Indeed, goal-oriented behavior or behavior that could be explained as goal-oriented. Is nature's warm up?
The question whether automatic or intelligent mechanisms are at work, this question really deals with an underlying issue, that of consciousness.
Are these mechanisms self-aware, introspective? Is intelligence possible without such self-awareness, without internalized understanding of what it is that we are doing and who is doing what we are doing?
And this of course leads to the issue of artificial versus natural.
Sci-fi authors sometimes suggest or state that their aliens are natural beings, not machines. They are not artificial entities. They doubt the complexity of these life worlds to prove that they have emerged naturally, that they are intelligent.
In the apocalyptic works, dystopian works that depict the takeover of earth by man-made extraterrestrial automata, machines, the marauders or machine-like invaders are described as artificial and therefore simpler than the natural species that they are challenging.
In many respects, these devices are not intelligent at all. It's conflating the natural with the complex and with the intelligent is wrong, however.
Indeed, it's true that complexity rises spontaneously in nature through processes such as self-organization, self-assembly. Emergent phenomena in nature are common as are emergent traits. Both are not reducible to basic components, interactions and properties.
Yet, and this is known as epiphenomena. Yet complexity does not indicate the existence of a designer or a design. Complexity does not imply the existence of intelligence and sentient beings.
One could even argue that it is on the contrary.
Complexity usually points towards a natural source and a random origin. It is also true that complexity and artificiality are often incompatible. Artificial designs and objects are found only in unexpected, unnatural contexts and environments. Natural objects are totally predictable and expected. Artificial creations are efficient and therefore simple and parsimonious. Natural objects and processes are very often wasteful.
As Seth Shostak notes in his excellent essay titled Seti and Intelligent Design, evolution experiments with numerous dead ends before it yields a single adopted biological entity.
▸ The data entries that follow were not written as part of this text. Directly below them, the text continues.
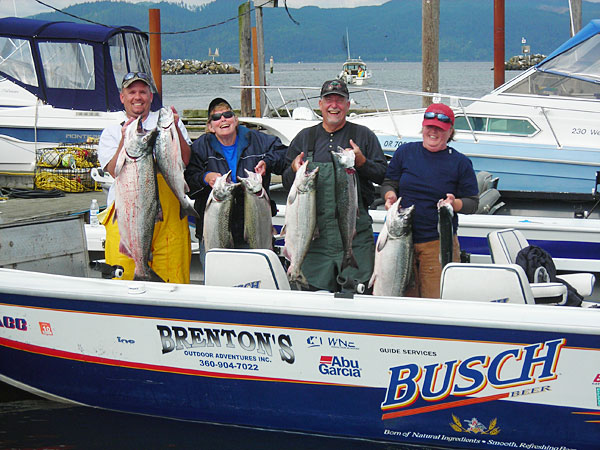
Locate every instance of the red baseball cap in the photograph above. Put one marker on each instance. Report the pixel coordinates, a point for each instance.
(439, 115)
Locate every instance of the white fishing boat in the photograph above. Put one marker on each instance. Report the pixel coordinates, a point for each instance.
(471, 368)
(59, 84)
(354, 71)
(537, 133)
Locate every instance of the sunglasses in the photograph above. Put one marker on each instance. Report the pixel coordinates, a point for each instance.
(439, 116)
(217, 116)
(130, 75)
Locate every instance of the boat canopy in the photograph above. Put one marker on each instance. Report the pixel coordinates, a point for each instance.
(72, 65)
(572, 70)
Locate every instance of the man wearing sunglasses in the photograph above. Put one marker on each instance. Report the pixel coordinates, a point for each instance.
(421, 174)
(229, 146)
(171, 243)
(322, 266)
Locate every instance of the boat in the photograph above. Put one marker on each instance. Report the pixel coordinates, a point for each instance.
(354, 71)
(451, 373)
(59, 84)
(537, 132)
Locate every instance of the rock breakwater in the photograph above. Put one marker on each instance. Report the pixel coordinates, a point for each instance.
(522, 62)
(191, 66)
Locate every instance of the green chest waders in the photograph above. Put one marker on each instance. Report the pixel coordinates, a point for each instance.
(323, 262)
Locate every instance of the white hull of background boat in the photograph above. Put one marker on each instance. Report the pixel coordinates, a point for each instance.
(441, 373)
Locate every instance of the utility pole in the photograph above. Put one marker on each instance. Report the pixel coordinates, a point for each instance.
(430, 32)
(245, 57)
(155, 48)
(575, 13)
(498, 43)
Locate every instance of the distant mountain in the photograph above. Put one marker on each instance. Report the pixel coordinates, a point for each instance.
(391, 30)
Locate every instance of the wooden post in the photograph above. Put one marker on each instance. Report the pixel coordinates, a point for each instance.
(575, 10)
(245, 62)
(258, 110)
(430, 32)
(260, 42)
(155, 48)
(498, 43)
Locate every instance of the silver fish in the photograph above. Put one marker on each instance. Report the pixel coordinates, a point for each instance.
(300, 221)
(217, 215)
(394, 253)
(167, 152)
(258, 224)
(137, 204)
(346, 195)
(445, 215)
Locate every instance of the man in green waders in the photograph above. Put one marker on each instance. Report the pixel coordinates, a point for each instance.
(322, 266)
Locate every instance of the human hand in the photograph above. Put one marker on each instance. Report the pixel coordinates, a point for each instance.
(297, 162)
(211, 177)
(175, 115)
(359, 158)
(261, 168)
(390, 198)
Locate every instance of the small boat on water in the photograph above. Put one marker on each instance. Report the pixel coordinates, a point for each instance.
(59, 84)
(537, 133)
(354, 71)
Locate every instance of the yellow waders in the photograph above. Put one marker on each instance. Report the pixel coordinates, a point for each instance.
(171, 244)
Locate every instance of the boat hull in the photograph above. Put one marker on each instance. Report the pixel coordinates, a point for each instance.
(428, 372)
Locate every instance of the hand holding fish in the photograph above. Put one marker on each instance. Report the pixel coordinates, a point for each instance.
(297, 162)
(359, 158)
(211, 177)
(261, 168)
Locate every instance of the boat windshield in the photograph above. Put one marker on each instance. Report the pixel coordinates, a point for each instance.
(574, 73)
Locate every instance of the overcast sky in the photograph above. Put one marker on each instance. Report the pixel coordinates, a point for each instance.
(23, 8)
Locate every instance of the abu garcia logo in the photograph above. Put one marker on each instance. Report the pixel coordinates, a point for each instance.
(334, 365)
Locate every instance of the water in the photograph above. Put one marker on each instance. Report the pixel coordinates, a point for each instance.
(29, 422)
(467, 79)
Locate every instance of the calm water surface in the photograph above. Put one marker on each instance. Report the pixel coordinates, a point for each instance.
(28, 422)
(466, 79)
That's wasteful. DNA is far from optimized. It contains trash inordinate amounts of junk. Our bodies come replete with redundancies, dysfunctional appendages, redundant organs, lightning balls, emit energy all over the electromagnetic spectrum. That's wasteful. Punchers and interstellar gas clouds, pure radiation over the entire radio spectrum. That's wasteful. The energy of the sun is ubiquitous over the entire optical and thermal range. That's very wasteful.
No intelligent engineer, human or not, would have been so wasteful as nature.
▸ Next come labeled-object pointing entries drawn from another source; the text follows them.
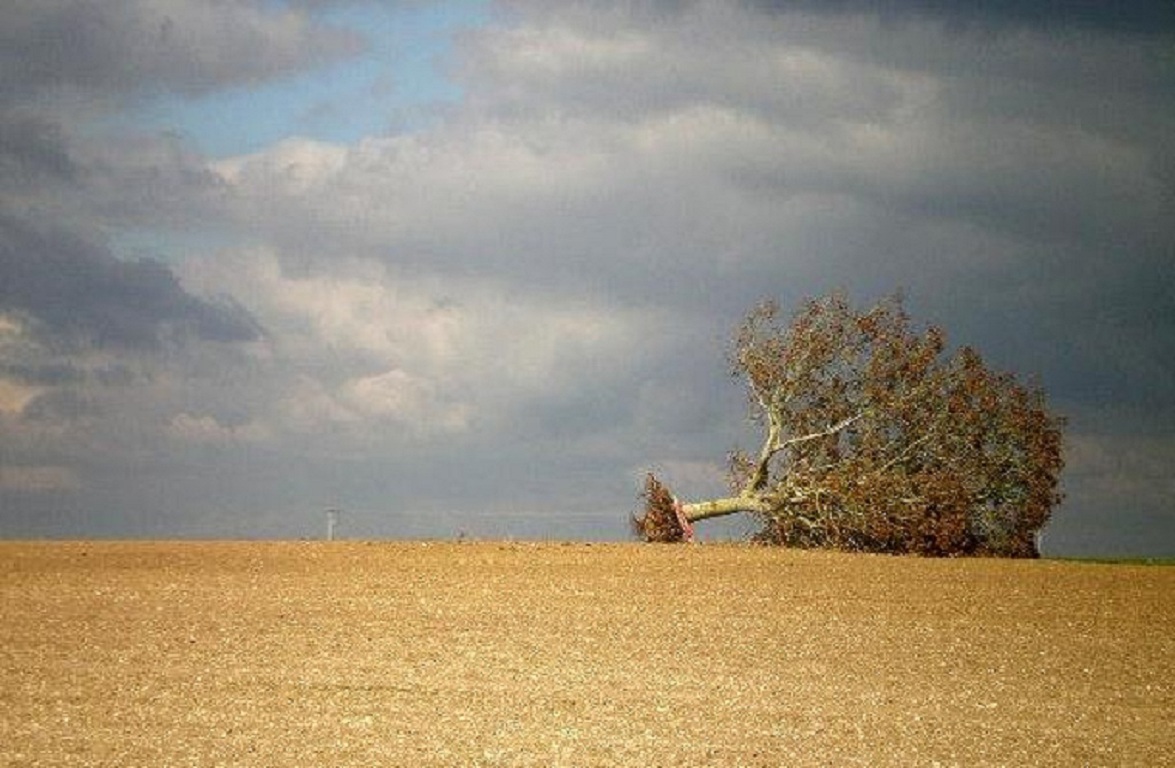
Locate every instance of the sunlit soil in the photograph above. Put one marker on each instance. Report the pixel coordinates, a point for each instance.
(516, 654)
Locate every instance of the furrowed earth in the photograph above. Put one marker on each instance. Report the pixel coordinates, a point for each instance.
(582, 654)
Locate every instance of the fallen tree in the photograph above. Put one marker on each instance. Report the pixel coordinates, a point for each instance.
(877, 440)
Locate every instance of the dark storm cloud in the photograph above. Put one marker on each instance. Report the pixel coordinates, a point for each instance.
(1142, 17)
(79, 291)
(32, 149)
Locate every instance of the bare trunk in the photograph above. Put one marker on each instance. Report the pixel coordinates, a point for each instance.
(720, 507)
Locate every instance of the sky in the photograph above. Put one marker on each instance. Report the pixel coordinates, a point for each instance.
(471, 268)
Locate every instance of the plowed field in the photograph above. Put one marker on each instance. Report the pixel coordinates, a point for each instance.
(516, 654)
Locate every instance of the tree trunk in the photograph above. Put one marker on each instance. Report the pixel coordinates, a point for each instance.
(720, 507)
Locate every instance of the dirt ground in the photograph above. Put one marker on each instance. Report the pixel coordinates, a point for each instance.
(546, 654)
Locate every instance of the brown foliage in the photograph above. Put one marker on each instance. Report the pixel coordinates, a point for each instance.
(659, 520)
(877, 440)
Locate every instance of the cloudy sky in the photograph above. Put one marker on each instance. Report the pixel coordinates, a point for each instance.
(472, 267)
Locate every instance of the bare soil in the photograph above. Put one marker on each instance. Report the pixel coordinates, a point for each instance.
(519, 654)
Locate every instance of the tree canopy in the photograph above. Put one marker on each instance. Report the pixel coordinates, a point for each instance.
(877, 439)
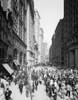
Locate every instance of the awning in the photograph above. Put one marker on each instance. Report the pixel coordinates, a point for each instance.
(8, 68)
(16, 62)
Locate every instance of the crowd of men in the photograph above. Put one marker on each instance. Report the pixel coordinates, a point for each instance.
(62, 83)
(58, 82)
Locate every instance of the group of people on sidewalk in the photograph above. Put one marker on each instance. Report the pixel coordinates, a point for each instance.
(58, 83)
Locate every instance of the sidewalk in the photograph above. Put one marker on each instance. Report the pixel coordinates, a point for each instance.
(16, 94)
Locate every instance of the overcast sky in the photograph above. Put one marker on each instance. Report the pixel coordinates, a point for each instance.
(51, 11)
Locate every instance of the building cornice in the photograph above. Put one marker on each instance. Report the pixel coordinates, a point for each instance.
(31, 5)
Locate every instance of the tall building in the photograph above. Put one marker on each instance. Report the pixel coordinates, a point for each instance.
(40, 57)
(57, 49)
(36, 32)
(30, 33)
(17, 11)
(71, 31)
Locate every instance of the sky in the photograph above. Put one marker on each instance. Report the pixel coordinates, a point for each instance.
(50, 11)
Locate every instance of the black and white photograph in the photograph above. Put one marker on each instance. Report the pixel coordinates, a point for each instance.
(38, 49)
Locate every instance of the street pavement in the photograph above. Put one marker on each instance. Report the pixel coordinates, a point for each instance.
(40, 94)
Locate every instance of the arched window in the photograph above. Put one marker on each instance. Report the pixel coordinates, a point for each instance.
(15, 52)
(20, 57)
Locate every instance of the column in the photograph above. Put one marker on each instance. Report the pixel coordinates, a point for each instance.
(71, 58)
(76, 58)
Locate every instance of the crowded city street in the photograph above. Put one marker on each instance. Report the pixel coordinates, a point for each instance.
(45, 84)
(38, 49)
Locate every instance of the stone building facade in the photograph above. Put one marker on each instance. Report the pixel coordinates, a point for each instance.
(71, 31)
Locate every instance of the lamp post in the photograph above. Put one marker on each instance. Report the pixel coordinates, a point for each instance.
(29, 78)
And the last fallacy in science fiction is the assumption of leadership.
It's perhaps the most preposterous aspect of the vast majority of the sci-fi opera works. It's the imposition of human social structures and predilections and proclivities on our galactic roommates.
All aliens seem to have leaders, for example. Yet even on Earth we have numerous examples of lifeforms with no leadership. For example, the Democratic National Party. No hierarchy in which decision making is decentralized in a kind of parallel processing.
Consider, for example, bacteria, plants, bees, ants. Why do all extraterrestrial species resemble the Nazi Party? It's beyond me. They all have fears.
So you see, coming back to narcissists and psychopaths, if we accept that narcissists and psychopaths are alien lifeforms in the sense that they lack the basic apparatus, basic apparatus, for comprehending, assimilating, and identifying with other human beings, they lack the human experience. If we accept this, then there are numerous arguments that we must immediately consider.
I've outlined these arguments in these two videos. I hope it will help you to rethink and reconceive of narcissism and psychopathy.
These carbon-based entities look like us, look like normal human beings. They have two hands and two legs. They have a head, which sometimes they make use of. But their inner landscape, their inner world, is as alien as the most barren extrasolar planet at the furthest corners of this galaxy of ours.